This glossary is written simply, with as little confusing jargon as possible, to aid the layman's understanding. If there are more words you need explained here, please drop us a note and we'll add them!
Typically pronounced "abbey" (like where monks live). Also called "V-number".
This value describes how differently a transparent material will bend different colors of light that pass through it, aka the amount of dispersion. High Abbe numbers represent materials that have low dispersion. Lower Abbe numbers represent higher dispersion, or materials that bend red light a lot differently than than they bend blue light (and all the colors in between).
So, if you want to make a prism that separates white light into the many colors it's made of, you're better off creating that prism with a low Abbe number material. Usually, though, high dispersion is not a desirable characteristic when designing an optical system - especially in imaging optics. If Abbe number is an important factor in your system, usually you'd be looking for materials with a high Abbe number, or low dispersion.
BRDF stands for "Bidirectional Reflectance Distribution Function". It is a mathematical description of a surface finish, or rather, how light reflects off a surface.
If a surface is pretty evenly rough, you can usually get a BRDF measurement of it and create an optical model from that. Every optical simulation software has its own method of importing and formatting these models and usually, you'll have to have a custom model made for each optical software being used and for each material. Once you have a working model in your optical software, you can simulate the surface texture in your simulations, which is often super important.
CCT - Correlated Color Temperature
This is a description of light color in units of Kelvin. Lower Kelvin means yellower or more red/orangey color. Higher Kelvin means bluer color. See longer article on CCT HERE.
This term can refer to the surface finish of a material. If it's not specular (see below), it's probably diffuse. Diffuse means a rougher surface than, say, a mirror and a rough surface means that light coming it to hit that surface will encounter lots of different incident angles. So then, when it bounces off the surface, it will be leaving at all sorts of angles.

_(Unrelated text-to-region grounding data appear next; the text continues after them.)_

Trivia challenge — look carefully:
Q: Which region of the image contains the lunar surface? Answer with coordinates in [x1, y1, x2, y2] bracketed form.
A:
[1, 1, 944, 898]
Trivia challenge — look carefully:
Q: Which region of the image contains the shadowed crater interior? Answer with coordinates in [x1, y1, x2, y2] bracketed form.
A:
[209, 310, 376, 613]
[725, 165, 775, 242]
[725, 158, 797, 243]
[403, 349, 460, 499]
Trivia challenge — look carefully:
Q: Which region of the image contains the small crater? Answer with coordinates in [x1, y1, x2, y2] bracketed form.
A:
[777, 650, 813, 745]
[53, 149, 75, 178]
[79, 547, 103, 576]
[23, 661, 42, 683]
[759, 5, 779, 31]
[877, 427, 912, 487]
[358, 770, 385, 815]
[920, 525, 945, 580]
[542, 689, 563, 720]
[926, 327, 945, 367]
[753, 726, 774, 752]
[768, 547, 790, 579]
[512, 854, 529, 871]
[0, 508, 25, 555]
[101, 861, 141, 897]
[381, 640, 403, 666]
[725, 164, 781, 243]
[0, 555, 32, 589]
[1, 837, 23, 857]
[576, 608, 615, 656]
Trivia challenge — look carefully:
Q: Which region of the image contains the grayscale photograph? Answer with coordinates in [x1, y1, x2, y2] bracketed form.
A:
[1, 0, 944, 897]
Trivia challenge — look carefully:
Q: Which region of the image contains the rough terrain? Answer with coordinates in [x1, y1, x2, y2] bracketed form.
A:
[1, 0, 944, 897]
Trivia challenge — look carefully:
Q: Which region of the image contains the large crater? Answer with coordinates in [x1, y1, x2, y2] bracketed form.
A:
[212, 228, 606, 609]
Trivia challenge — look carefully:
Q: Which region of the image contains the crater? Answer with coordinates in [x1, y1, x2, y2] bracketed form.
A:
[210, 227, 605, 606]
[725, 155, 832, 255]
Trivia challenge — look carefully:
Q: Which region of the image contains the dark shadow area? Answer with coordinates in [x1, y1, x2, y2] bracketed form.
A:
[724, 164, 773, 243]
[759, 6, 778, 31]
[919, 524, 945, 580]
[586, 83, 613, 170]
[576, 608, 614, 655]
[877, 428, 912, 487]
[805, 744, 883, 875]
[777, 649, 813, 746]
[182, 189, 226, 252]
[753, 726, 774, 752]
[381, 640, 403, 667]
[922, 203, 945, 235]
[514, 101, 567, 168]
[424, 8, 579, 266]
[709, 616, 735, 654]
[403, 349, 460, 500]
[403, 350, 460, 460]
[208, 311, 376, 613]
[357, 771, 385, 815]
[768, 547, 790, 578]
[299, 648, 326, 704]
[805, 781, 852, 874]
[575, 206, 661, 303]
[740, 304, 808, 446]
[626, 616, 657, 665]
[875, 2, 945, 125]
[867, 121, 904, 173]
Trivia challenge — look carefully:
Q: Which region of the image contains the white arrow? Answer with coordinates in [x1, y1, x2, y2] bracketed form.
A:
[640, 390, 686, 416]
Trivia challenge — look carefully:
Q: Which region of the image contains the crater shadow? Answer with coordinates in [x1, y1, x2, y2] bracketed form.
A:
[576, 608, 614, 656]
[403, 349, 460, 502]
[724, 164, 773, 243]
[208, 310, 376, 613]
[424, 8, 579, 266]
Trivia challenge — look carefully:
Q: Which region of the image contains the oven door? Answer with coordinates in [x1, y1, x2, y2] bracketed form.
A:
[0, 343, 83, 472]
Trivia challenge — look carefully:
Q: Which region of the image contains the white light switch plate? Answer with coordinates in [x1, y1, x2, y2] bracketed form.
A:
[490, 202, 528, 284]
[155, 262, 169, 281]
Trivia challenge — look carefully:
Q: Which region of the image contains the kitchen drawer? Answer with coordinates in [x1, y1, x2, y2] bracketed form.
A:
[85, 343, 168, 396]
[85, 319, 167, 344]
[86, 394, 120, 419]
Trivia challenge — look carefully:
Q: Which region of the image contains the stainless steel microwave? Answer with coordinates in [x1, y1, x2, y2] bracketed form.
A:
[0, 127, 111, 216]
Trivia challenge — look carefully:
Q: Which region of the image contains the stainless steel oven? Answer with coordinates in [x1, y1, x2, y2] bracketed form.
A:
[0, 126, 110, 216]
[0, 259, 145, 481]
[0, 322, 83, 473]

If you think about a small, red laser beam hitting a specular mirror surface, that beam is still going to be a small dot of light when it leaves. On the other hand, if your small, red laser beam hits a diffuse surface like sand paper, that small red dot is going to spread out into a bigger blob. The light rays going onto the sandpaper would be closely similar, and the light rays leaving the sandpaper would be shooting in all sorts of directions.